There’s a whole lot going on behind breastmilk production – here’s a little more about it
After a straightforward natural birth, most babies are ready to feed within the first hour. If you can have skin-to-skin contact with your baby during this time this should stimulate your baby to search for the breast to feed. As the baby feeds at the breast, the stimulation sends signals from the breast to the mother’s brain. In turn, the mum’s brain releases a hormone that tells the breast tissue to make more milk. This hormone is called oxytocin.
Despite the science behind it, each mum’s experience of breastfeeding is different and it doesn’t come easily for everyone. If you’re struggling its important to ask for help. There are lots of people who can offer support, and they’ve seen and heard it all before so don’t be embarrassed. The most important thing is to make sure your baby is getting enough milk, so contact your health visitor or midwife as soon as possible if you think there’s a problem. There’s more on that below.
The let-down reflex
Back to the science! Once breastfeeding is established, even thinking about your baby will trigger oxytocin to be produced and this can stimulate your let-down reflex. This reflex causes all the muscles in your breast to squeeze and push milk down towards the baby.
The let-down reflex feels different to different mums; some mums feel tingling or cramping and other mums don’t feel anything at all but the milk just comes down.
How is breast milk made?
As with all mammals, our breast tissue contains glands that secrete milk. Human breast milk contains more than 100 ingredients including important fats (for brain development), proteins and sugars.
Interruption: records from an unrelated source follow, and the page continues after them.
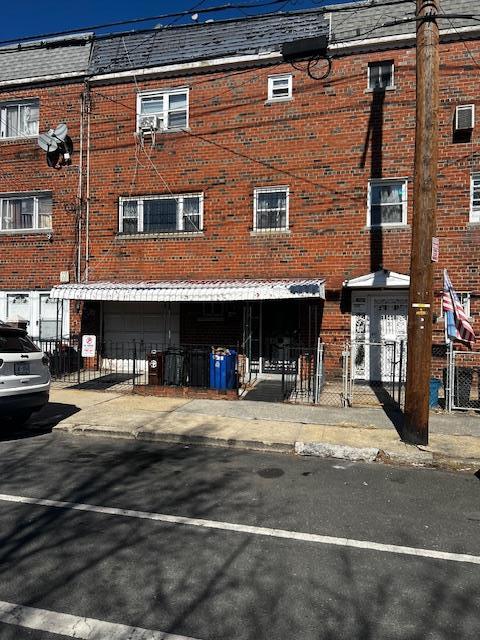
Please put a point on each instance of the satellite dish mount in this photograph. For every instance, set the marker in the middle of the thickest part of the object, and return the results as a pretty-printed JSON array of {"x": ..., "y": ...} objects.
[{"x": 58, "y": 146}]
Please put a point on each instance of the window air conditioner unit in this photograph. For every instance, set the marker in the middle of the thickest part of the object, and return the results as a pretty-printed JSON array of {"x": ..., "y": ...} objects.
[
  {"x": 465, "y": 117},
  {"x": 149, "y": 123}
]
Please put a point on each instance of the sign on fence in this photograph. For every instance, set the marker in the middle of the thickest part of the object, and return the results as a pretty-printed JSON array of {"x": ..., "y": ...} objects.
[{"x": 89, "y": 346}]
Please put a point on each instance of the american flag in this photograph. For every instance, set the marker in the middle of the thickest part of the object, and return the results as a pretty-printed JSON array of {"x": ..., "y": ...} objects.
[{"x": 457, "y": 326}]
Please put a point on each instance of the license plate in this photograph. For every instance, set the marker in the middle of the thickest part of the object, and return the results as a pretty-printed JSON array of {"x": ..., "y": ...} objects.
[{"x": 22, "y": 368}]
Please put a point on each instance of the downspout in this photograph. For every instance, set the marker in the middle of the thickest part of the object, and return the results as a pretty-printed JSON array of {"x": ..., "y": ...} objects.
[
  {"x": 87, "y": 190},
  {"x": 80, "y": 191}
]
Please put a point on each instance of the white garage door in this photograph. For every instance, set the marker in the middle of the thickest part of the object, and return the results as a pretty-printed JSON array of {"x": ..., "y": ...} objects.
[{"x": 151, "y": 322}]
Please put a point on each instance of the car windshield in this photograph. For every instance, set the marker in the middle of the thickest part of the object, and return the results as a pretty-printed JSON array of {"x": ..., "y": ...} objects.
[{"x": 16, "y": 343}]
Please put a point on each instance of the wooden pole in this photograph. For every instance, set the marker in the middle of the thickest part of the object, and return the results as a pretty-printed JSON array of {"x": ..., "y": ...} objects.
[{"x": 423, "y": 229}]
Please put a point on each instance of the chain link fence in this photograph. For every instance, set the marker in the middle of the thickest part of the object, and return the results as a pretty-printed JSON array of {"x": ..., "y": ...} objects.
[
  {"x": 461, "y": 380},
  {"x": 374, "y": 374}
]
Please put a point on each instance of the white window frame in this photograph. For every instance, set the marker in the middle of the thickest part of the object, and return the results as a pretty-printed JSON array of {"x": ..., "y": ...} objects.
[
  {"x": 180, "y": 198},
  {"x": 34, "y": 310},
  {"x": 381, "y": 62},
  {"x": 26, "y": 196},
  {"x": 259, "y": 190},
  {"x": 164, "y": 94},
  {"x": 3, "y": 118},
  {"x": 271, "y": 87},
  {"x": 465, "y": 299},
  {"x": 474, "y": 210},
  {"x": 386, "y": 181}
]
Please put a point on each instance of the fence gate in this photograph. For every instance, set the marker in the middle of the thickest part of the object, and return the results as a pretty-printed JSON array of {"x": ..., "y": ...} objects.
[
  {"x": 302, "y": 374},
  {"x": 374, "y": 373}
]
The milk also contains hormones, growth factors to promote optimal growth and antibodies to protect the baby’s immune system. The milk collects into ducts and when the baby starts to feed the milk is pushed down towards the nipple where the milk can be transferred to your baby’s mouth.
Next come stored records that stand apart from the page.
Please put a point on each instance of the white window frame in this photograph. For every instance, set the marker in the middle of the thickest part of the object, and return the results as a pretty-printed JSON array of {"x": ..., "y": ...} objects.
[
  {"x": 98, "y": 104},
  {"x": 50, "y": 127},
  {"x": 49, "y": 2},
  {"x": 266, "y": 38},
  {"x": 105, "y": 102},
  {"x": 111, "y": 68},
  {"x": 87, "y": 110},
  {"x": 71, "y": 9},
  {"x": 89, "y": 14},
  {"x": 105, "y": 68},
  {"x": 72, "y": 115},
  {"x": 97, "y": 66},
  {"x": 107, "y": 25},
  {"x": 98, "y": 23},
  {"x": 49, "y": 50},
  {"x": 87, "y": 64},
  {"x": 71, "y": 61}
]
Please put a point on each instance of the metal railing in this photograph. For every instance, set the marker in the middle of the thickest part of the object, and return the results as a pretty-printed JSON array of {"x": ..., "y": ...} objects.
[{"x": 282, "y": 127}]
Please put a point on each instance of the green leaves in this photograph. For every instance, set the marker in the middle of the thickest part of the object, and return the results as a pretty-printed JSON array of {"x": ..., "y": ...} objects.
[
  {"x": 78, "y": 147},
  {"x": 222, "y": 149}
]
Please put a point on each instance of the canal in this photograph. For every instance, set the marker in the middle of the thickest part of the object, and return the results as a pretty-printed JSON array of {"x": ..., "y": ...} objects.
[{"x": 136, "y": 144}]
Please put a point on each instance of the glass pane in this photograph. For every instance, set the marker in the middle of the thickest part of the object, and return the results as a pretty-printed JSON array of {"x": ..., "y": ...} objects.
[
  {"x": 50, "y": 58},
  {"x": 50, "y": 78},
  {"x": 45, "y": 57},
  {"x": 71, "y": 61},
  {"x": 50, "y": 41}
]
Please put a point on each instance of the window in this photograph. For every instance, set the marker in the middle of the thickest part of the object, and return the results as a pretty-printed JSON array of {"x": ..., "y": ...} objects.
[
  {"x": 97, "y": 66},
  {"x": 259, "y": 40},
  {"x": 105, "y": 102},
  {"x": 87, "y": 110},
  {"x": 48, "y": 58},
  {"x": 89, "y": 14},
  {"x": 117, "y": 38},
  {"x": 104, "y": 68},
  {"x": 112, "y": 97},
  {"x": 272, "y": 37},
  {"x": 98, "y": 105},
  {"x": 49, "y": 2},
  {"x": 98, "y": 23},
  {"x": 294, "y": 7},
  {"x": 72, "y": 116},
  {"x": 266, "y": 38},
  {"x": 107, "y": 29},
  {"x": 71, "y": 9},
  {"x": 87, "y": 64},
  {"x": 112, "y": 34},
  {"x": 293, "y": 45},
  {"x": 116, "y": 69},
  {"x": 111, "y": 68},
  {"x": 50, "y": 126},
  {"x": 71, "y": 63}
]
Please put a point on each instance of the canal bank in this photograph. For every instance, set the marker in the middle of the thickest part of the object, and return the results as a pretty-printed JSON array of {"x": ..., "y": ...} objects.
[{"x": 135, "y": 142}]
Your breasts can even make milk as your baby is feeding! During the first feed you will produce a very rich milk called colostrum, which though small in amount, contains everything a newborn baby needs. After about two days mature milk comes in, which is thinner and produced in greater volume.
Supply and demand
Breastfeeding works on supply and demand. Your body calibrates how long your baby feeds for and then produces the appropriate amount of milk for the next feed. This feedback system has evolved to make sure that mothers do not produce too much or too little milk. As your newborn baby grows, your milk supply should increase to match your baby’s nutritional needs. If you are worried that you are not producing enough milk for your baby speak to your health visitor or a breastfeeding counsellor at your drop-in clinic.
Fuel for breastfeeding
When you’re breastfeeding it’s important to make sure you’re eating a balanced diet with plenty of fruit and vegetables, protein from lean meat, dairy and slow-release carbohydrates. To keep your energy levels up, especially during those night feeds, it’s a good idea to have some healthy snacks to hand to keep you going. Many mums also report feeling incredibly thirsty when they begin to breastfeed so always have a cold glass of water to hand and keep your fluids up during the day, especially during hot weather.
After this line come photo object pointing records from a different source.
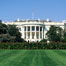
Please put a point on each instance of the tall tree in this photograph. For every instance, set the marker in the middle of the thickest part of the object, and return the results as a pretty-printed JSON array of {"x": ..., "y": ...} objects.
[
  {"x": 54, "y": 33},
  {"x": 14, "y": 31}
]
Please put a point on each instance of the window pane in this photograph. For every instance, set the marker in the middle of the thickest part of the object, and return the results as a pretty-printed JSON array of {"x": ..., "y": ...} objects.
[
  {"x": 37, "y": 28},
  {"x": 37, "y": 35},
  {"x": 25, "y": 35},
  {"x": 24, "y": 28},
  {"x": 28, "y": 35},
  {"x": 33, "y": 28},
  {"x": 33, "y": 35},
  {"x": 40, "y": 34},
  {"x": 40, "y": 28}
]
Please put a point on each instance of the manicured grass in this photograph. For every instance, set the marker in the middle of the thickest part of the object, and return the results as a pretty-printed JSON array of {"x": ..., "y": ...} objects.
[{"x": 32, "y": 57}]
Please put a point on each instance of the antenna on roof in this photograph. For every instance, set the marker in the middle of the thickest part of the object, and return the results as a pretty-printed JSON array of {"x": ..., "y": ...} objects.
[{"x": 33, "y": 14}]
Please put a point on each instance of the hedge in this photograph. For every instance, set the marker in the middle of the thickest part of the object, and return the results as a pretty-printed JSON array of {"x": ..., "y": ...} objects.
[{"x": 37, "y": 45}]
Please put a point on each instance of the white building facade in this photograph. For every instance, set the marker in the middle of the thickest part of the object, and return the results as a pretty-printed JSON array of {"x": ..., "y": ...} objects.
[{"x": 34, "y": 30}]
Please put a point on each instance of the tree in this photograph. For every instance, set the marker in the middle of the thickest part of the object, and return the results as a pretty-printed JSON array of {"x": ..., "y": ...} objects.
[
  {"x": 3, "y": 28},
  {"x": 55, "y": 33},
  {"x": 14, "y": 31}
]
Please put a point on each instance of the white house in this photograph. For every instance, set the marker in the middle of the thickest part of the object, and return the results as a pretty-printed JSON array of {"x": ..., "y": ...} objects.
[{"x": 35, "y": 30}]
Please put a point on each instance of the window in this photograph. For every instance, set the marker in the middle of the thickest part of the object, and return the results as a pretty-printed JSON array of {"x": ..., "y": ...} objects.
[
  {"x": 37, "y": 28},
  {"x": 19, "y": 29},
  {"x": 28, "y": 28},
  {"x": 40, "y": 34},
  {"x": 37, "y": 35},
  {"x": 25, "y": 35},
  {"x": 33, "y": 35},
  {"x": 24, "y": 28},
  {"x": 33, "y": 28},
  {"x": 40, "y": 28},
  {"x": 28, "y": 35}
]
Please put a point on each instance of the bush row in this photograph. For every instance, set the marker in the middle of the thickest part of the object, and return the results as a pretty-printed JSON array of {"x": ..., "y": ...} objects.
[{"x": 40, "y": 45}]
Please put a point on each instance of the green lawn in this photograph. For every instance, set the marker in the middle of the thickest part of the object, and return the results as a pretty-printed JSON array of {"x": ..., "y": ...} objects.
[{"x": 32, "y": 57}]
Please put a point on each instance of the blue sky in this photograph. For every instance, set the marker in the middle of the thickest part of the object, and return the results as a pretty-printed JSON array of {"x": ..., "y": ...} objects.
[{"x": 55, "y": 10}]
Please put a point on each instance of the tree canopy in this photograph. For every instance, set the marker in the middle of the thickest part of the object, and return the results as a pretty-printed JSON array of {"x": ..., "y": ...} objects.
[{"x": 54, "y": 33}]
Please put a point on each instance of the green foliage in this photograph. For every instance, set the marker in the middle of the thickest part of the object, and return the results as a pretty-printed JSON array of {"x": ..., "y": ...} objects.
[
  {"x": 55, "y": 33},
  {"x": 43, "y": 40},
  {"x": 25, "y": 45},
  {"x": 3, "y": 28}
]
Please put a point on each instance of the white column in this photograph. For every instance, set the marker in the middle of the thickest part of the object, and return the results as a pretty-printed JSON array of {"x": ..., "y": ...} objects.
[
  {"x": 26, "y": 32},
  {"x": 35, "y": 32},
  {"x": 30, "y": 32},
  {"x": 39, "y": 32},
  {"x": 42, "y": 32}
]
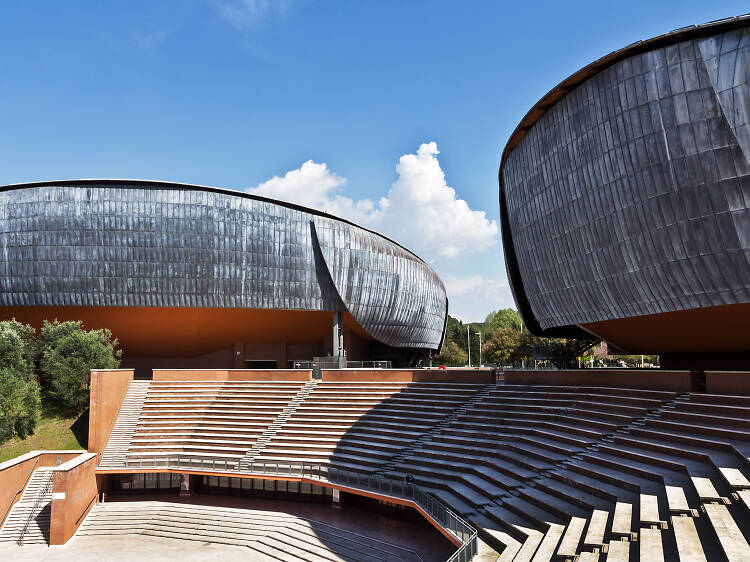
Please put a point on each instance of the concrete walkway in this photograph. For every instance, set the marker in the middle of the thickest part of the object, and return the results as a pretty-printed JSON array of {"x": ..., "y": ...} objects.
[{"x": 428, "y": 543}]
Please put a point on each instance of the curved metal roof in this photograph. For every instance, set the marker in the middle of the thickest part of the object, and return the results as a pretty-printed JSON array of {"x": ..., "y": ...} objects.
[
  {"x": 542, "y": 107},
  {"x": 577, "y": 78},
  {"x": 146, "y": 243},
  {"x": 159, "y": 184}
]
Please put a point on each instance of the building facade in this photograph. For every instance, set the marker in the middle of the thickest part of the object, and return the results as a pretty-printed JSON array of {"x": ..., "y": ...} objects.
[
  {"x": 193, "y": 276},
  {"x": 625, "y": 199}
]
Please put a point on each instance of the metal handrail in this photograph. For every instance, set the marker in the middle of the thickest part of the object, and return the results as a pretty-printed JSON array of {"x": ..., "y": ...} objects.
[
  {"x": 38, "y": 500},
  {"x": 36, "y": 462},
  {"x": 439, "y": 512}
]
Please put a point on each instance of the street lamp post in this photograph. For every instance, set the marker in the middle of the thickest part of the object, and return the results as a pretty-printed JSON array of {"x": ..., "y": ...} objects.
[{"x": 480, "y": 347}]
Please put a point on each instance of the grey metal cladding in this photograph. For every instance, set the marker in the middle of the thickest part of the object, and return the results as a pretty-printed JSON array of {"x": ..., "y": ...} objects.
[
  {"x": 171, "y": 245},
  {"x": 631, "y": 195},
  {"x": 385, "y": 288}
]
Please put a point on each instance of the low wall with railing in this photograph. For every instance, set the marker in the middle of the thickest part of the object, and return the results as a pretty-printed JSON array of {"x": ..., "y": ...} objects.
[
  {"x": 728, "y": 382},
  {"x": 293, "y": 375},
  {"x": 479, "y": 376},
  {"x": 445, "y": 520},
  {"x": 643, "y": 379},
  {"x": 15, "y": 474},
  {"x": 74, "y": 493},
  {"x": 107, "y": 390}
]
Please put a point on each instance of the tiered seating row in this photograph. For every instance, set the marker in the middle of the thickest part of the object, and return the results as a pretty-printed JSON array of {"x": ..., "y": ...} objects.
[
  {"x": 360, "y": 426},
  {"x": 207, "y": 420},
  {"x": 527, "y": 462}
]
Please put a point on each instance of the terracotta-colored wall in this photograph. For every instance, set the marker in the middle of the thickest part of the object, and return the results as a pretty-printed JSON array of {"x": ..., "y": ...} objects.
[
  {"x": 74, "y": 493},
  {"x": 480, "y": 376},
  {"x": 647, "y": 379},
  {"x": 15, "y": 472},
  {"x": 232, "y": 375},
  {"x": 297, "y": 478},
  {"x": 106, "y": 393},
  {"x": 728, "y": 382},
  {"x": 152, "y": 331}
]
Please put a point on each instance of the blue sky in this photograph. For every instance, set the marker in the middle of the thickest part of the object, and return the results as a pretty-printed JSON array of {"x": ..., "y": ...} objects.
[{"x": 241, "y": 94}]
Breastfeeding twins and multiples
Lots of mums breastfeed their twins or multiples, and it is possible to breastfeed more than one at once. Because of the supply and demand system it is possible to make enough milk for multiple babies. You may even find yourself breastfeeding siblings if they are quite close in age. If you discover you are having twins or multiples it may be worth joining a local support group so you can meet other parents in the same boat. The Twins and Multiple Birth Association (Tamba), is a good place to look for a local group. If you can’t find one that suits you, online forums or social media support groups can be a way of sharing concerns and receiving advice.
If you are finding breastfeeding difficult or experiencing pain during feeds, you’re not alone – many women struggle to breastfeed at first so do keep trying if you can. It’s recommended that you breastfeed exclusively for the first six months and then up until two years or beyond as part of a balanced diet, so it’s important to ask for help if you are struggling. Your health visitor or midwife is your best first port of call as they will be able to advise you on different positions to try and make sure your baby is latching on correctly – if you’re between visits you can find their phone number in your red book so you can talk to someone straight away.
If you need further help there are also lots of support groups who can offer advice and counselling. The National Breastfeeding Helpline (0300 100 0212) is open from 9.30am to 9.30pm every day or you can contact your local Children’s Centre to find a local breastfeeding group. The NHS website also has a useful service where you can search for a breastfeeding drop-in near you.
It may also be worth checking that you baby does not have tongue-tie, when the thin piece of tissue that connects the underside of the tongue to the base of the mouth is abnormally short. Some tongue-tied babies are able to breastfeed normally but if they can’t, tongue-tie can be fixed with a relatively simple procedure. If you have concerns about this or anything else be sure to speak to your health professional as soon as possible to confirm that your baby is getting enough milk and ensure that you are both healthy and happy.